Every test case sequence is made of 360 images of every of these test cases whereby the appropriated transformations and colors change from frame to frame. We used FFmpeg 2015, Telestream Episode 6.4.6 and Adobe Media Encoder CC 2015.0.1(7.2) to combine and to transcode the respective 360 frames into different video formats with various qualities. We used the video codecs H.264/x264, which is employed on Blu-ray Discs, in the digital satellite TV broadcast standard DVB-S2 as well as in internet movies and in MP4 files for mobile devices, and MPEG-2, which serves as video format e.g. for DVDs and digital TV broadcast. The test sequences were transcoded to videos with bit rates of 400 kBit/s and 1.5 MBit/s, which are the minimum speed for high quality video calling respectively the recommended speed for HD video calling in Skype, in addition 4.976 MBit/s, 31.668 MBit/s and 83.11 MBit/s, which are the lowest and the highest possible bit rate in DVB-T as well as the highest in DVB-C, and 15 MBit/s, which is e.g. equal to the MPEG-2 Main Level bit rate. Refresh rate and resolution were not changed during the transcoding process.

Fig. 7.
figure 7

The motionless siemens sample (a) leads with Episode Engine, MPEG-2 and 1.5 MBit/s to the results in (b), (c) and (d). After the substantial artefact formation in first frame, a frame-wise quality improvement followed and leads to (c). The next frame (d) show substantial artefacts again and starts a new sequence of improvement with relative good quality conditions in the end.

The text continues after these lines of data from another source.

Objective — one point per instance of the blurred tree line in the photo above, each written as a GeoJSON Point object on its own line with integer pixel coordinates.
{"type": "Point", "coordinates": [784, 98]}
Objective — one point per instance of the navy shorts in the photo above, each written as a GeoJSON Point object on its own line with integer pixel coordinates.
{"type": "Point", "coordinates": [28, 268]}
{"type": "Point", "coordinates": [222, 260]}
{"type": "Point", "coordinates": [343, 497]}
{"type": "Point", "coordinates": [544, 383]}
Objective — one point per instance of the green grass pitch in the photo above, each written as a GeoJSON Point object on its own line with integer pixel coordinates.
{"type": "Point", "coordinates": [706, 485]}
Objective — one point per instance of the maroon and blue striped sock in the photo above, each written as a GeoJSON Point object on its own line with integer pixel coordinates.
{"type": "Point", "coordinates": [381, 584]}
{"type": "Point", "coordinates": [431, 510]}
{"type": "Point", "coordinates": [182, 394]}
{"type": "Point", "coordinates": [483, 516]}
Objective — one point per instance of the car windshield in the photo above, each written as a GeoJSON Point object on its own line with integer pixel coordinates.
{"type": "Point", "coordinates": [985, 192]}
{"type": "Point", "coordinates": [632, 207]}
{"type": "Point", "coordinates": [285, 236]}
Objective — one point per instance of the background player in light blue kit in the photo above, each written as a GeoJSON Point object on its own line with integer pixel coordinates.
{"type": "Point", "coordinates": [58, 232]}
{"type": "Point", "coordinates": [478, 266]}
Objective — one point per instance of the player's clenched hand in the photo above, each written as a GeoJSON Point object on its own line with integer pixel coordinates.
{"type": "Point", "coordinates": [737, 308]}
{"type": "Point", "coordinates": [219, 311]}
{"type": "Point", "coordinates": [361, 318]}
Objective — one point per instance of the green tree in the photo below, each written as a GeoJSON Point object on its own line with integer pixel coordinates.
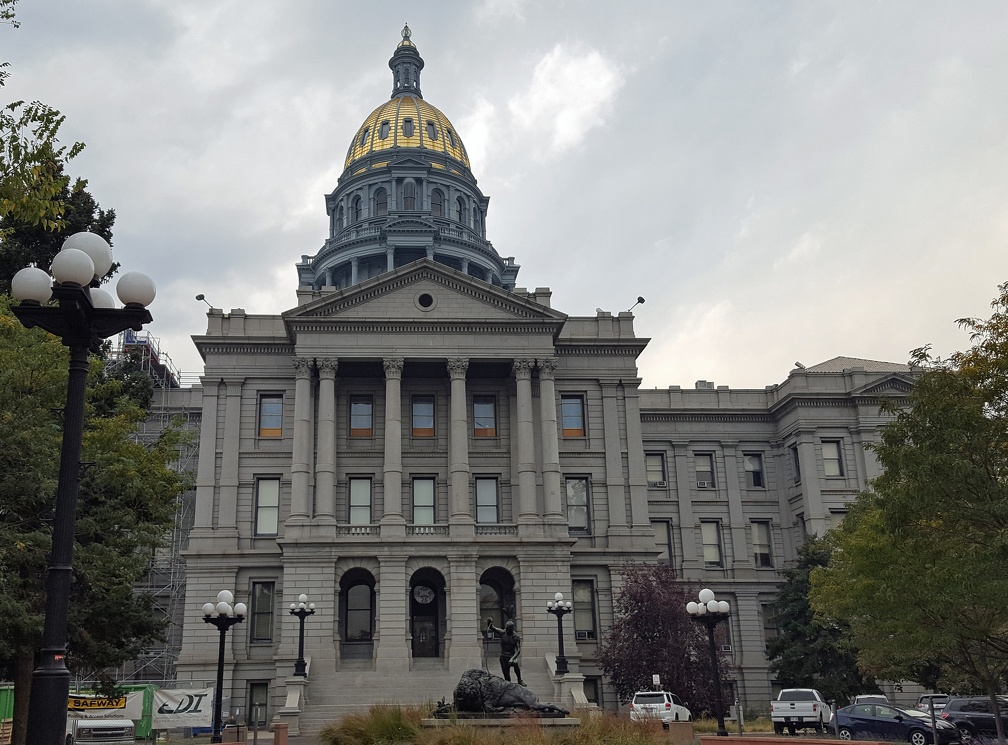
{"type": "Point", "coordinates": [918, 565]}
{"type": "Point", "coordinates": [652, 633]}
{"type": "Point", "coordinates": [807, 651]}
{"type": "Point", "coordinates": [126, 507]}
{"type": "Point", "coordinates": [30, 181]}
{"type": "Point", "coordinates": [27, 243]}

4 Experimental Results and Discussion

The generated test sequences are processed by the video encoders and empirically examined for remarkable events. The results show that huge single colored structures as well as fence-like vertical or horizontal structures are good encodable. In contrast to that the strip-like content as well as the siemens star pattern will create clearly visible artefacts as shown in Figs. 6 and 7. Some are disturbing like in Fig. 6c whereas others impaired the whole image as Fig. 6b.

A further effect of video test sequences is shown in Fig. 7. Still standing similar frames will be modified by the video encoding process and a not existing movement is created.

5 Future Work

In this paper we proposed a new framework for generation of testset for multimedia systems. Since the description of the tests is separated, the applicability of the framework appears very flexible in creating arbitrary testsets and there execution in different environments. We show that the generated testsets can be usable to search for badly influencing effects of performance and quality. We show cases which are too complex to be detected with old-style test images and video sequences.

The next steps incorperate further more complex test patterns, composite sequences to address more artefacts. Test patterns with sound as well as 3D and embeded metadata are to be added. An automatic preliminary investigation of the results could be used to find candidates of problematic testcases. An application to other fields of image processing like robustness research in the field of pedestrian detection can be possible.